When we move risk through funding, we're usually moving it to a party that is more equipped to take on the risk. That would be where publishers come in: publishers are effectively investment funds with additional developer support structures (sometimes internally, but often through external services), they are extremely well-equipped to take on the risk of several games in development. That tempo of releases then gives them distinct advantages against developers - they continuously have news, content, and the bulk effect of having multiple games in the works makes showing at events and talking to platforms and press more time- and cost-effective.
A transaction is defined as "an exchange or transfer of goods, services, or funds". When there's any transaction, I think it's good to take a step back and see what is actually being exchanged. In the case of a game getting funding, the publisher is offering money & services, but when you consider what they're actually buying, it becomes clear that they're not funding development: they're purchasing publishing rights.
This seems like an arbitrary distinction, but it really is not. The reason is because the distinction is important to a lot of nuance about the process, and the idea that publishers fund games makes all of those nuances move in their favour.
Say a developer and two of their friends are developing a little multiplayer game.
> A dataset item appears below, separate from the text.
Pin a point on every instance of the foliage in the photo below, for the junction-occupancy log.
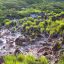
(24, 59)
Using the Budget Viability article from an earlier newsletter, we established three developers would take about 18 months to create this game. Assume a globally average $2,200 salary for independent developers that all own part of the company - so $6,600 per month, so $120,000 for the full project. If you add a 30% safety buffer, you end up at a $160,000 budget. A publisher might make a $140K offer, with a $50K marketing spend. They'll offer the additional $20K development costs in exchange for a better revenue share for them.
That's a rough offer, but it's fair, right?
Now let's say that the game they're developing is a multiplayer game about a bunch of cute astronauts with two legs, no arms, and a big visor backstabbing each other on a spaceship. It happens to be called Among Us. Would the publisher be able to say the same, knowing how the game would perform? Of course not: the publisher is paying for the publishing rights, and the publishing rights to most games are entirely speculative: a game has no value until people start paying for it. Now the offer would have to be in the millions to be realistic.
That should clue you in as to why this matters so much: you're never getting funded by a publisher. You're selling the publishing rights for a game that doesn't exist yet to a publisher, and using the money you make from that sale to fund the development of the title. It's a subtle difference, but it is important because it means your budget requirements are independent from your financial ask in any publisher conversation.
When publishers ask you for your budget, they do so (partially) because they can now offer that amount of money for your game & have that feel like a fair offer - but that system is effectively forcing developers to develop at cost-price while publishers are reaping the benefits of a revenue share that's anchored on the baseline expectation that the budget should equal the ask. Given that this understanding has taken a hold of the industry, the best we can do is be aware of it and adjust our strategy accordingly.
In short: the value of your game is primarily decided on the "opportunity" side of the equation, and evaluated against the "risk" side of the equation. For most starting developers, this won't make a massive difference - the projected value of your game will rarely far exceed the budget that you're asking for - but understanding the distinction will save you from signing a bad deal in the future - and the surplus is effectively profit. As soon as you start being able to see the concept of your budget (and risk) and the concept of your ask (and opportunity) as separate problems, you'll have a much better time figuring out your business.
Actionables
- The best way to figure out the opportunity of your game remains the idea of a comparative analysis. If you haven't done one, check out the Budget Viability post and follow the instructions there.
- Do a true (internal) version of your budget: budget costs, time, margins, etc. Next, using the results from a comparative analysis, try and establish what your reasonable ask is given your games' opportunity. This might be the same, but if not, make a asking (external) budget by working your way backwards from the value of your game. Primarily consider using salary raises and more resources for contractors, freelancers, and external services to scale your budget - growing the team or scope come with inherent risks to your studio and project.